Miles de soldados asadistas van quedando atrás, pactando con estas milicias la entrega de las bases a cambio de su vida y regresan a pie por carreteras vacías. Miles de botas en marcha van dejando nubes de polvo. Es el polvo de la derrota.
Es evidente que esa victoria sólo es posible si en el otro lado el enemigo se desmorona. El teórico militar prusiano Karl von Clausewitz creía que la motivación era una de las claves del triunfo: «Debe cuidarse la moral de victoria de la tropa. Un soldado bien equipado y alimentado se siente superior», escribió. Los soldados asadistas cobraban el equivalente a 22 dólares al mes. Hace dos días, ante la retirada sin lucha de sus tropas, decidió aumentar la paga un 50%. Ya era tarde.
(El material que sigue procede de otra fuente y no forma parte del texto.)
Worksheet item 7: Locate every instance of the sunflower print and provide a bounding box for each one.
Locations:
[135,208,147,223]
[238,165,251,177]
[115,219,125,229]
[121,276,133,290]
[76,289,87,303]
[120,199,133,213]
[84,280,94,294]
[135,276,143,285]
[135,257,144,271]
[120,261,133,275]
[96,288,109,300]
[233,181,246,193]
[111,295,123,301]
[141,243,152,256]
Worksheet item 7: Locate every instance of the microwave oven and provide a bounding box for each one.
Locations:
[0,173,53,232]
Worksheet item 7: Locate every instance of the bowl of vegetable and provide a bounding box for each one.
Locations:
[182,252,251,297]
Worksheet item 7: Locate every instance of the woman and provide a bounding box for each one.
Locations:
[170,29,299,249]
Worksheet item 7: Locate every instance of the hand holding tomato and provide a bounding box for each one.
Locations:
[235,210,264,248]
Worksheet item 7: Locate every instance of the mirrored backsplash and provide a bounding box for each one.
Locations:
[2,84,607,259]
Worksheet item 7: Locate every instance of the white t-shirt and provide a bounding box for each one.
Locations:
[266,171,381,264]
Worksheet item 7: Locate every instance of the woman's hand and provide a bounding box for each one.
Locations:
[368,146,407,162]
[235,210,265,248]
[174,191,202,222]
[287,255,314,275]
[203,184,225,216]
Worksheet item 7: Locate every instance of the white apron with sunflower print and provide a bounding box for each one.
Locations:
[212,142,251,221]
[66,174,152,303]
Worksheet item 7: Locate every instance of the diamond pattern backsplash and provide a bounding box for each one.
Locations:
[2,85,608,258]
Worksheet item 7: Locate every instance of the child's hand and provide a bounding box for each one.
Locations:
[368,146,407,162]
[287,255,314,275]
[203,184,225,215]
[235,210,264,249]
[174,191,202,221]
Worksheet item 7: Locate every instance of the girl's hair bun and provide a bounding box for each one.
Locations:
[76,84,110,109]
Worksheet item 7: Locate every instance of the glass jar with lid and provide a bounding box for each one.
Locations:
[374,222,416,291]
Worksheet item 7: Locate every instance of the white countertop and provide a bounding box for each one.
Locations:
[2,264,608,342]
Los asadistas se han dejado por el camino cientos de blindados, helicópteros y aviones de combate, restos oxidados de un ejército que los usó para reprimir a su propio pueblo. Los rebeldes usan enjambres de motos y coches civiles para moverse rápido, superando línea tras línea de defensa. El ataque, desde tres lados diferentes, ha rodeado Damasco: desde el norte, irrumpiendo por Homs, desde el este (Palmira), y desde el sur, donde también se han rebelado los drusos.
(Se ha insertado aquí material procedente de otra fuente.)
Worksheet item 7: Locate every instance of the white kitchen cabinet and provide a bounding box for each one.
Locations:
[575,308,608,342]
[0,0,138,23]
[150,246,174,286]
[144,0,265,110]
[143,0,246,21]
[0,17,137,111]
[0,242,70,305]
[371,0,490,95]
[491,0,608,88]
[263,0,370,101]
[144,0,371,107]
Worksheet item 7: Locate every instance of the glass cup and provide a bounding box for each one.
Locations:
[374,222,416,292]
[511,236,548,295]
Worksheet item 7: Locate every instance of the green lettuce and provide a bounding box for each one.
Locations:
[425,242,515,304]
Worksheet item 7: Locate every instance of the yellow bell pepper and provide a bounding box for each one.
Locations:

Igual que sucedió con la caída de Gadafi, en la que los aviones de la OTAN ayudaron a los rebeldes libios, es evidente que Turquía, el gran ganador de esta partida geopolítica, ha apoyado con su servicio de inteligencia para elegir el momento y el lugar perfectos para asestar el golpe. Erdogan celebró su botín: «Hay una nueva realidad en Siria, tanto política como diplomáticamente. Y Siria pertenece a los sirios, con todos sus elementos étnicos, sectarios y religiosos».
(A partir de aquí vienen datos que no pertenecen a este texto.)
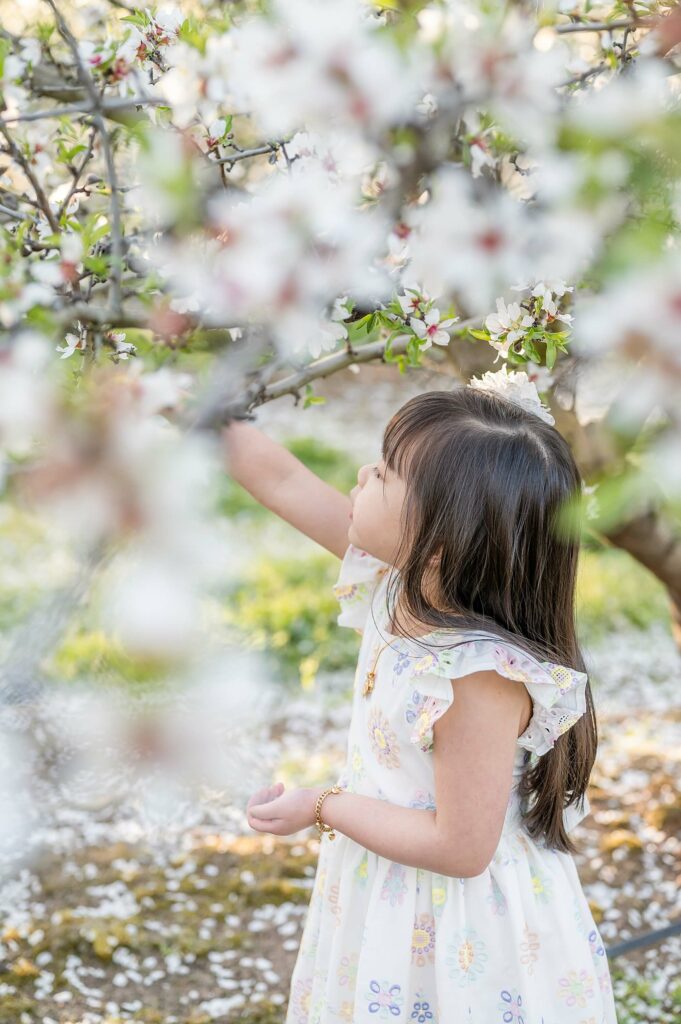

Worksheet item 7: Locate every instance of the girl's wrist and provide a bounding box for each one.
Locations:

Una de las maniobras clave de este movimiento es la manera en la que Estambul ha logrado envenenar a los espías asadistas con información podrida que afirmaba que Israel, tras pactar el fin del conflicto con Hizbulá y con sus tanques ya de vuelta, iba a realizar una nueva incursión en Siria a través de los Altos del Golán. Bashar Asad envió a sus mejores tropas, algunas de ellas desplegadas en torno a los bastiones rebeldes de Idlib, hacia el sur. El dictador pensó que Netanyahu era capaz de todo y mordió el anzuelo.
Demasiado tarde
En 2016 los rusos ofrecieron un concierto en el anfiteatro de las ruinas de Palmira como demostración de su poder tras expulsar al Estado Islámico. Era la época dorada del grupo Wagner y de Yevgeni Prigozhin, el cocinero de Putin. Hoy, con el Kremlin atascado en Ucrania, Prigozhin purgado y un ejército incapaz ya de movilizar 10.000 soldados para socorrer a su socio en Oriente Próximo, los rebeldes islamistas han regresado sin oposición de Moscú ni el propio Asad. Mientras, los rusos empaquetaban ayer todo lo salvable en el puerto de Tartus. Con este terremoto, Moscú puede perder Latakia, su salida al mar Mediterráneo y base logística de todas las operaciones que mantiene en África. El desastre para el Kremlin es equivalente a la huida de Kabul para la Casa Blanca.
Lo mismo sucede con Irán. Los clérigos de Teherán enviaron columnas de blindados a través de Irak para socorrer a Asad, pero la intervención de bombarderos A10 estadounidenses de ataque a Tierra frenaron esa incursión en pocos minutos. Posteriormente, los kurdos de las milicias YPG tomaron la ciudad de Deir Ezzor, en la carretera hacia Damasco, con lo que taponaron cualquier ruta de ayuda por esa vía.
Los rebeldes sirios han tomado ya todos los puestos fronterizos frente a los Altos del Golán. Líbano ha cerrado toda su frontera temiendo una avalancha de refugiados. El clan Asad ya está fuera de Siria.